"That's a very old story," said the Marchioness, who knew that her husband and Hampstead between them had supplied the money to save the young lad from disgrace.

"And yet you throw it in my teeth that Hampstead doesn't belong to any club! There isn't a club in London he couldn't get into to-morrow, if he were to put his name down."

"I wish he'd try at the Carlton," said her ladyship, whose father and brother, and all her cousins, belonged to that aristocratic and exclusive political association.

"I should disown him," said the still Liberal Marquis;—"that is to say, of course he'll do nothing of the kind. But to declare that a young man has disgraced himself because he doesn't care for club life, is absurd;—and coming from you as his stepmother is wicked." As he said this he bobbed his head at her, looking into her face as though he should say to her, "Now you have my true opinion about yourself." At this moment there came a gentle knock at the door, and Mr. Greenwood put in his head. "I am busy," said the Marquis very angrily. Then the unhappy chaplain retired abashed to his own rooms, which were also on the ground floor, beyond that in which his patron was now sitting.
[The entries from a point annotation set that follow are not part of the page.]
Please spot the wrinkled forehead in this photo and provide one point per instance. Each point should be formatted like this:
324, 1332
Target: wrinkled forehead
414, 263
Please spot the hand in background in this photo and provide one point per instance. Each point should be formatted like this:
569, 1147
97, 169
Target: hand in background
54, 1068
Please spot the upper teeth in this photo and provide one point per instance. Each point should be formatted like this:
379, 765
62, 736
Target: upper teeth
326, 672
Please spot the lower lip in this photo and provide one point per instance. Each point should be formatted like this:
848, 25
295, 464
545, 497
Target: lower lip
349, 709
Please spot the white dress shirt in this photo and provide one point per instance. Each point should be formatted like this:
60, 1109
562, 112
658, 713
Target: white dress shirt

"My lord," said his wife, towering in her passion, "if you call me wicked in regard to your children, I will not continue to live under the same roof with you."

"Then you may go away."

"I have endeavoured to do my duty by your children, and a very hard time I've had of it. If you think that your daughter is now conducting herself with propriety, I can only wash my hands of her."

"Wash your hands," he said.

"Very well. Of course I must suffer deeply, because the shadow of the disgrace must fall more or less upon my own darlings."

"Bother the darlings," said the Marquis.